All of which is excellent, except that it cannot be reconciled with the BBC in receipt of a state subsidy and hamstrung by Royal Charter commitments as a public service broadcaster. The BBC has itself acknowledged that the owners of devices using the iPlayer do not have to pay the licence fee. That may be the thin end of a wedge, but it is a massive wedge that has been opened up. Any loudly-proclaimed ambition to be “best in the world” must be of interest, and perhaps concern, to unsubsidised broadcasters in other countries. No doubt the BBC still has a great reputation internationally for the impartiality of its news broadcasting, but how is the broadcasting of news to hundreds of millions of people outside Britain to be financed?
Is the money for the reinvented and bespoke iPlayer, and for the half-billion-strong global news audience, to come from advertising, from subscription, from pay per view or from another new and magical source so far wholly unknown to analysts of the broadcasting sector? Big plans and brave words are fine, and Britain is lucky to have someone of Hall’s vision and audacity as the BBC’s director-general. But Hall’s ambitions cannot be financed by licence fee money. The BBC cannot simultaneously be in receipt of a state subsidy heading towards £4 billion and chuck hundreds of millions of “risk capital” at greedy creative-industry entrepreneurs. Either the BBC is a profit-seeking, privately owned, risk-taking and slimline enterprise or it is a state-subsidised, state-owned, publicly accountable and rather bureaucratic behemoth. It cannot be both. At present it is state-subsidised, state-owned, publicly accountable and rather bureaucratic, and it has a lot of catching up to do.
This article opened with the statement that time and technology stand still for no organisation. As far as the BBC is concerned, the guardians of its heritage and reputation have done a lousy job in the last 30 years. They have totally failed to anticipate how technology would alter the BBC’s position in British and international broadcasting. Time is running out. BSkyB, which has the US 21st Century Fox as the dominant shareholder, is leaving it behind even in its home market.
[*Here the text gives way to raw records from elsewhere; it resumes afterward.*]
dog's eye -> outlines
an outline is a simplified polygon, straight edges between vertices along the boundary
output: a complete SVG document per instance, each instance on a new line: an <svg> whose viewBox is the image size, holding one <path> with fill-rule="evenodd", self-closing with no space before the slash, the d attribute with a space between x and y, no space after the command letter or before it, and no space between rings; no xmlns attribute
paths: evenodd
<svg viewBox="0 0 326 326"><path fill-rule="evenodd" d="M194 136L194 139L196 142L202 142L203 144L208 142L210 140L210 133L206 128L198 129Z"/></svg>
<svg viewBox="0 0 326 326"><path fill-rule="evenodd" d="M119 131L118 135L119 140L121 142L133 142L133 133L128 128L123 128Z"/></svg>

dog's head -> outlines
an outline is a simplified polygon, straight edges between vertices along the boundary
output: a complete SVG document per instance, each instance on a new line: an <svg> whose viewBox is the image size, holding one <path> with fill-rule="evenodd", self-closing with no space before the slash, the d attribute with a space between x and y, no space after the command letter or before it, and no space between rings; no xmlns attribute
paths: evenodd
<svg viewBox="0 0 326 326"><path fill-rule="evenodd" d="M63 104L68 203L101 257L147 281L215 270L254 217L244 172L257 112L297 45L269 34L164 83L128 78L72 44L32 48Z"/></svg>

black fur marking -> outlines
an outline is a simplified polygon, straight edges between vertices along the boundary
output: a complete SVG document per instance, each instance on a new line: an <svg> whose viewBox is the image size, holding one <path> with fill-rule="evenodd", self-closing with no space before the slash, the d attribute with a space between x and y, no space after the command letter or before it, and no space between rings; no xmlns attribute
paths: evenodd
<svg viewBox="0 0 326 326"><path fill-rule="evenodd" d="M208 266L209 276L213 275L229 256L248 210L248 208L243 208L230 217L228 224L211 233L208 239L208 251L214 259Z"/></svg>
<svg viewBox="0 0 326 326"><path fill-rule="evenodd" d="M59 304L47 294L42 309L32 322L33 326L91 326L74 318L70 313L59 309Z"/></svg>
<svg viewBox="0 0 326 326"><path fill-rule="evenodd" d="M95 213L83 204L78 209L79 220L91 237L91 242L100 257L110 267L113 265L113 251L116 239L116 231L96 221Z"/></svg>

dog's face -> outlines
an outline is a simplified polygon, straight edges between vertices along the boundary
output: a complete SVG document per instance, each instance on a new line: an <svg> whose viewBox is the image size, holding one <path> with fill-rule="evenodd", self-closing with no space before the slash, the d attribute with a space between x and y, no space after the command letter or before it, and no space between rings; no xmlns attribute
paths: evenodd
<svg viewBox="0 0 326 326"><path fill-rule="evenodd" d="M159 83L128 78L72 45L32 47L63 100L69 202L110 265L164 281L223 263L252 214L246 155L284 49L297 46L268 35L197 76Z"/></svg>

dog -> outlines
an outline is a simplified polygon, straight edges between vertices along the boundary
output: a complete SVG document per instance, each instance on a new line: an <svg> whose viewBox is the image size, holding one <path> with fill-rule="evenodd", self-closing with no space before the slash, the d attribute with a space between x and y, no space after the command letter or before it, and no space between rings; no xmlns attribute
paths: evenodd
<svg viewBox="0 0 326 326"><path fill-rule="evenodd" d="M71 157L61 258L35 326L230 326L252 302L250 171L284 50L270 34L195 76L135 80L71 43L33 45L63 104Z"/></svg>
Much more seriously, unless it is privatised soon and given the freedom to compete, the global media companies will outmanoeuvre and outgun it in international competition. The notion of the BBC as our “national champion” will be a joke. As a lumbering bureaucracy in public ownership and dependent on state subsidy, the BBC will go the same way in the 21st century as British Leyland and British Shipbuilders in the 20th.